Da mesi donne di qualsiasi età avevano imparato a non passare da sole in un punto preciso di una strada nella periferia di Catania. Ogni volta che qualcuna si azzardava a passare a quel punto era accolta da una bordata di fischi a volumi spesso altissimi, che coprivano ogni tentativo delle malcapitate di esprimere il proprio disappunto per un malcostume che da tempo è stato ribattezzato catcalling. Una pratica che ha radici antiche nel sessismo e maschilismo che permea ancora la cultura italiana e che non accenna a essere sradicato nonostante le campagne di molti media da qualche anno a questa parte.
L’ostilità verso il fenomeno rischia però anche di fare vittime innocenti, come i responsabili dei fischi: non si trattava infatti di apprezzamenti non richiesti verso le passanti, ma solo un pesante muro di feedback di un gruppo noise rock locale, che memore degli insegnamenti di capostipiti come Big Black o Sonic Youth, da tempo nella sua sala prove cercava maldestramente di imitarli. La band, che già aveva fatto i conti con le lamentele del vicinato, non immaginava che a furia di far fischiare i propri strumenti avrebbe trovato il quartiere tappezzato di volantini di femministe che minacciavano vendetta contro un misterioso molestatore seriale che agiva nascosto chissà dove. Qualcuna era persino arrivata a sospettare che il colpevole si celasse dietro quella serranda e l’aveva riempita di scritte ingiuriose che terminavano immancabilmente con ‘morte al patriarcato’.

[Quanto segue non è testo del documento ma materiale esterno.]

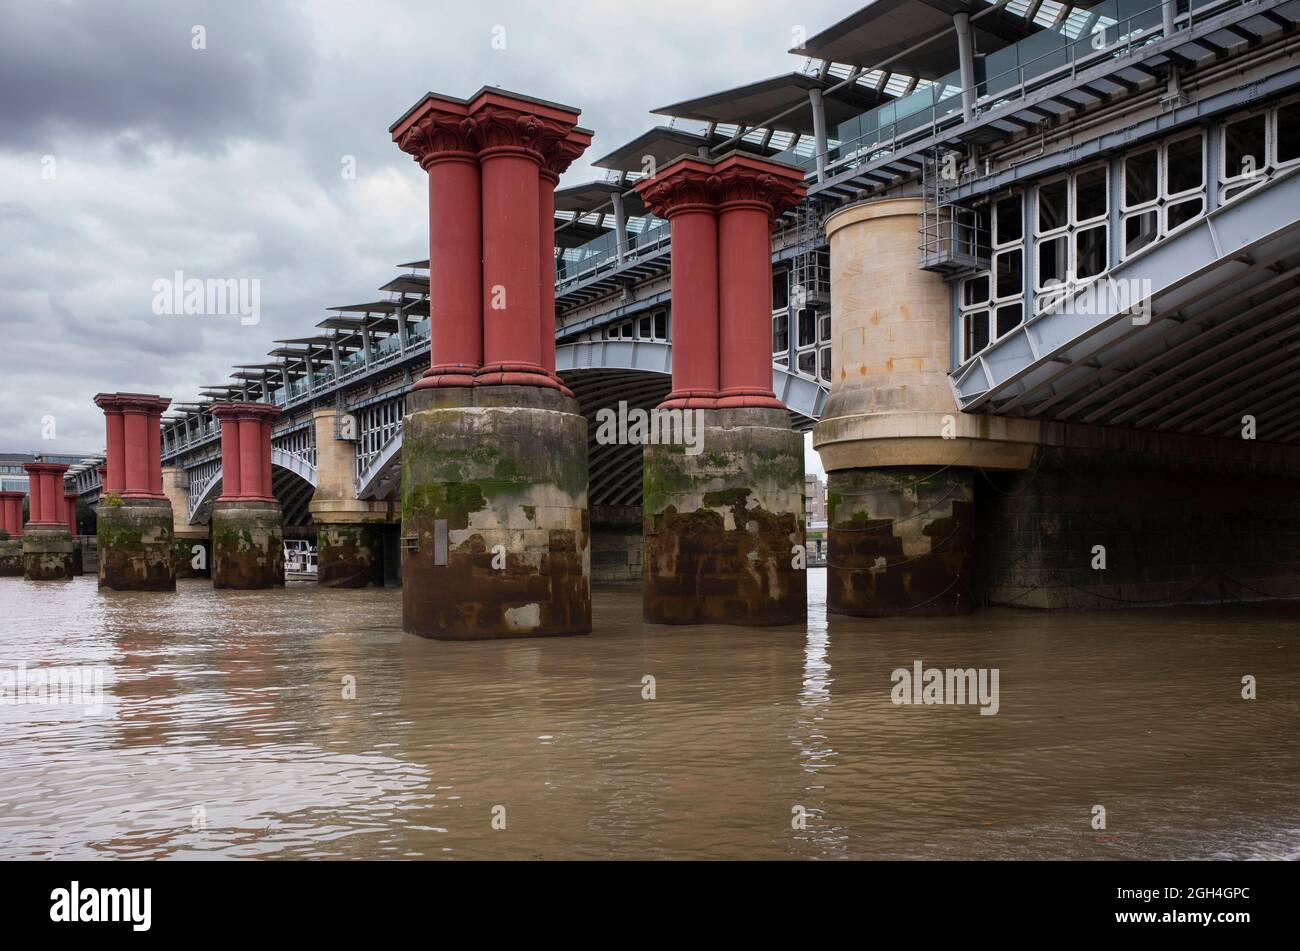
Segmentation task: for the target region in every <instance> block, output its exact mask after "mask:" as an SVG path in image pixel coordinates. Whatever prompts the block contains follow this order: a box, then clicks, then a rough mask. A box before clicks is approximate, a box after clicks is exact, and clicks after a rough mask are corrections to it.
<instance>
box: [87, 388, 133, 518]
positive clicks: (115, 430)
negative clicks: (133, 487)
mask: <svg viewBox="0 0 1300 951" xmlns="http://www.w3.org/2000/svg"><path fill="white" fill-rule="evenodd" d="M95 405H98V407H99V408H100V409H103V411H104V430H105V433H104V451H105V455H107V457H105V460H104V461H105V465H107V466H108V474H107V475H105V477H104V479H103V483H104V491H105V492H116V494H118V495H121V494H122V491H125V488H126V459H125V455H123V453H125V451H126V437H125V429H123V422H122V404H121V399H120V398H118V395H117V394H109V392H101V394H99V395H98V396H96V398H95Z"/></svg>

Adesso il gruppo si trova nell’infelice situazione di poter uscire allo scoperto rischiando però di non essere convincente o di rimanere in silenzio e rischiare di ritrovarsi la sala prove bruciata. “Potremmo abbassare i volumi e ridurre i feedback ma significherebbe tradire i nostri ideali, preferiamo rischiare che arrenderci a una società che non sa distinguere una molestia da un fenomeno acustico”.